Hey there! Thanks for the update! Yes, coming off steroids can make you feel "wonky" to say the least. I hope that will resolve soon! ((HUGS)) hang in there!


----------



## CA-Lynn (Apr 29, 2010)

You've had the AM cortisol test? Results?

I get Kenalog [cortisone] injections for my arthritis and if I have blood drawn I can expect my AM coritsol to be lower than a snake's belly to the ground.

I'm not a doctor but you've only been off the steroids for 10 days.....and were only on them for a month......is that enough time to have elapsed to give you a good reading on the ACTH-related tests?

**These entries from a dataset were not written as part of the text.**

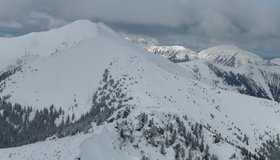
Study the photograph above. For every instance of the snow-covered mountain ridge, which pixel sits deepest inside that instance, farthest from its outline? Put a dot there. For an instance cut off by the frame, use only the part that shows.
(132, 104)
(174, 53)
(18, 50)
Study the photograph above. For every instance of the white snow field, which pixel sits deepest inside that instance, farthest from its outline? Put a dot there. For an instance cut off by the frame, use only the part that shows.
(69, 78)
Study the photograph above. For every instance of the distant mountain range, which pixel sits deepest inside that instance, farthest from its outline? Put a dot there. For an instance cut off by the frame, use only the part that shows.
(83, 92)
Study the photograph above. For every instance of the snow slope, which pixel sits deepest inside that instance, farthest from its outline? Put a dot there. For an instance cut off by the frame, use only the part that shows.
(159, 88)
(43, 43)
(174, 53)
(275, 61)
(230, 56)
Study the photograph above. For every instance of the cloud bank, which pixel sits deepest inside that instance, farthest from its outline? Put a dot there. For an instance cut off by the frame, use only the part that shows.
(251, 24)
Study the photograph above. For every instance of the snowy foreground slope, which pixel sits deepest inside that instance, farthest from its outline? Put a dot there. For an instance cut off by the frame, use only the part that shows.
(141, 105)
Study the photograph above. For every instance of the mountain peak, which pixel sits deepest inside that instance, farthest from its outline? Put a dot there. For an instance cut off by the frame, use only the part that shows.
(230, 55)
(174, 53)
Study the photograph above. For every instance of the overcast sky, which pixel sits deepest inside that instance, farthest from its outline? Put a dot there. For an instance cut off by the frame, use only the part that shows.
(249, 24)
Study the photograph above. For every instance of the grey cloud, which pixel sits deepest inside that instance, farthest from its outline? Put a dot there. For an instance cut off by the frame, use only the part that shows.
(251, 24)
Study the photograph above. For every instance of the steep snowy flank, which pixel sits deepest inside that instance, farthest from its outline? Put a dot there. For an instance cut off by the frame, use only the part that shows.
(17, 50)
(133, 104)
(230, 56)
(141, 41)
(174, 53)
(275, 61)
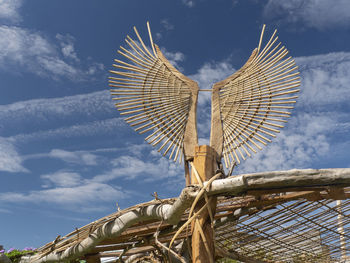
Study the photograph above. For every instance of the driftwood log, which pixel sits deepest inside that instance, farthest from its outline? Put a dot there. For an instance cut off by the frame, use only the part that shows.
(281, 181)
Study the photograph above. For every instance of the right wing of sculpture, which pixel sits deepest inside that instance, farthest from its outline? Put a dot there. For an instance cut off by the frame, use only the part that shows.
(156, 97)
(251, 105)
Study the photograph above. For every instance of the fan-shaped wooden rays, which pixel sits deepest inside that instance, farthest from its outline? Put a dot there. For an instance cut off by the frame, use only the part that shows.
(158, 98)
(251, 105)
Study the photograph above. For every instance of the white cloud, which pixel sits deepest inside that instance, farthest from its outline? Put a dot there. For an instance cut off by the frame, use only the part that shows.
(174, 57)
(67, 46)
(188, 3)
(62, 179)
(304, 141)
(319, 14)
(84, 196)
(26, 50)
(319, 126)
(43, 111)
(129, 167)
(77, 157)
(10, 160)
(5, 211)
(166, 24)
(325, 79)
(9, 10)
(209, 74)
(86, 129)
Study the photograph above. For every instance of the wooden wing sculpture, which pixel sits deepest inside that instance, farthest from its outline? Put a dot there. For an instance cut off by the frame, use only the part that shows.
(248, 107)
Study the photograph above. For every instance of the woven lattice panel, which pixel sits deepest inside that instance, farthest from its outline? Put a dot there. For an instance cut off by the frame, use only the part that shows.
(295, 231)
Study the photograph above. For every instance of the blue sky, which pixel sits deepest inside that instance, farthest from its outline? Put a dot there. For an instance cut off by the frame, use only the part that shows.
(67, 157)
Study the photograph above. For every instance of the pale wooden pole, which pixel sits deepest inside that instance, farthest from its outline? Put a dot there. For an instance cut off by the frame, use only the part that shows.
(95, 258)
(204, 163)
(341, 231)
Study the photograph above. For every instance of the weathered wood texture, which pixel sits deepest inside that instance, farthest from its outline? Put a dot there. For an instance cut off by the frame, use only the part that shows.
(205, 165)
(279, 181)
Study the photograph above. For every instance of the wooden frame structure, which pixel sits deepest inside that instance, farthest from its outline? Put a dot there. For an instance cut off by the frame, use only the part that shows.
(262, 217)
(283, 216)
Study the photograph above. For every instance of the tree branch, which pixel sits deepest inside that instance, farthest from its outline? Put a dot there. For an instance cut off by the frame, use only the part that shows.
(171, 214)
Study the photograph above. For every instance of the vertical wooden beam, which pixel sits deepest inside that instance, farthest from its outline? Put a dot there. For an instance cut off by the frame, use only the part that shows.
(205, 163)
(94, 258)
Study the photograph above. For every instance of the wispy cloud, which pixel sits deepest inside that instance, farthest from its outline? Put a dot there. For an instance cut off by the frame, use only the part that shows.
(10, 160)
(174, 57)
(87, 129)
(9, 10)
(130, 167)
(166, 24)
(26, 50)
(77, 157)
(62, 179)
(85, 196)
(209, 74)
(319, 14)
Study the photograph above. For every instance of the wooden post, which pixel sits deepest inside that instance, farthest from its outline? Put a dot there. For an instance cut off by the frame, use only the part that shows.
(205, 163)
(94, 258)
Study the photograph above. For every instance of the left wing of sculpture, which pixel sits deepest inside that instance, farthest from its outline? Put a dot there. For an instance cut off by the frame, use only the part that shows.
(250, 106)
(156, 98)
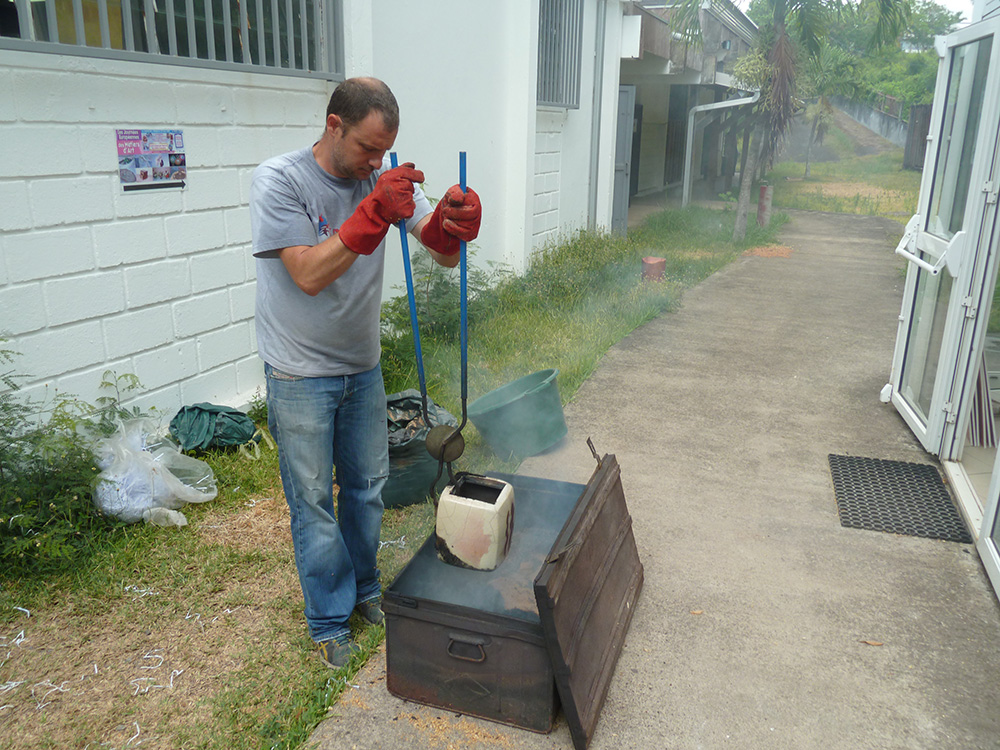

Anyone with experience in this?

I can tell you for sure that Pred and other steroids do indeed make the blood glucose rise. Duration of the elevation depends on the kind of steroids used.


----------



## daisydaisy (May 12, 2010)

Thanks, I"ll mention it to them when I got off the prednisone and also that my glucose levels after getting off of it were unusually LOWer than what I am used to. Its gotten a bit better now though. I have my tests tomorrow then an appointment in August...i think just to talk to the endo..not sure what that one is for yet. A card came int he mail. Wish me luck.


----------



## CA-Lynn (Apr 29, 2010)

You bet I'll wish you luck.

I think anytime anyone gets off Pred it's a real transition for the body. Pred is a wonder drug, make no mistake about that, but it's not without its little problems. But eventually it will have worked its way through your system and your body should adapt.


----------



## hillaryedrn (Dec 14, 2009)

So, how'd it go???


----------



## daisydaisy (May 12, 2010)

Hello. Just checking in. My appointment with the endo is Aug. 9 so I will post what she says then....they took 5 vials of blood today so we'll see what she says as a follow up. I know they took t3, t4, cortisol and acth as well as some marker in the blood for sendentary levels of blood cells....for triggers to fibro-myalgia possibly cause I wake up achy and stiff some days..so we'll see.


----------



## daisydaisy (May 12, 2010)

Hey...ok well the good news is my tsh levels are great....Just peachy  Yay its stabilized right now. She likes all tsh levels 2.5 or higher *closer to the 0 end*. Right now she figured out why I have sugar issues...she says I'm prediabetic. She has seen it soo many times and will bet her reputation on it. I am 'delayed' in my insulin...I produce enough but my body is also slightly resistant to it. I'm not overweight but could stand to lose 10 lbs..She said people who exercise reduce their chances of type II diabetes later by 45%. I guess I'll have to be more active...its better than getting a needle down the road in maybe 2, 5, or 10 years. Who knows. I am glad I have confirmation now . My sugar levels are low..and have a hard time getting 'up' but I have to snack often and be active.


----------



## Andros (Aug 26, 2009)

daisydaisy said:


> Hey...ok well the good news is my tsh levels are great....Just peachy  Yay its stabilized right now. She likes all tsh levels 2.5 or higher *closer to the 0 end*. Right now she figured out why I have sugar issues...she says I'm prediabetic. She has seen it soo many times and will bet her reputation on it. I am 'delayed' in my insulin...I produce enough but my body is also slightly resistant to it. I'm not overweight but could stand to lose 10 lbs..She said people who exercise reduce their chances of type II diabetes later by 45%. I guess I'll have to be more active...its better than getting a needle down the road in maybe 2, 5, or 10 years. Who knows. I am glad I have confirmation now . My sugar levels are low..and have a hard time getting 'up' but I have to snack often and be active.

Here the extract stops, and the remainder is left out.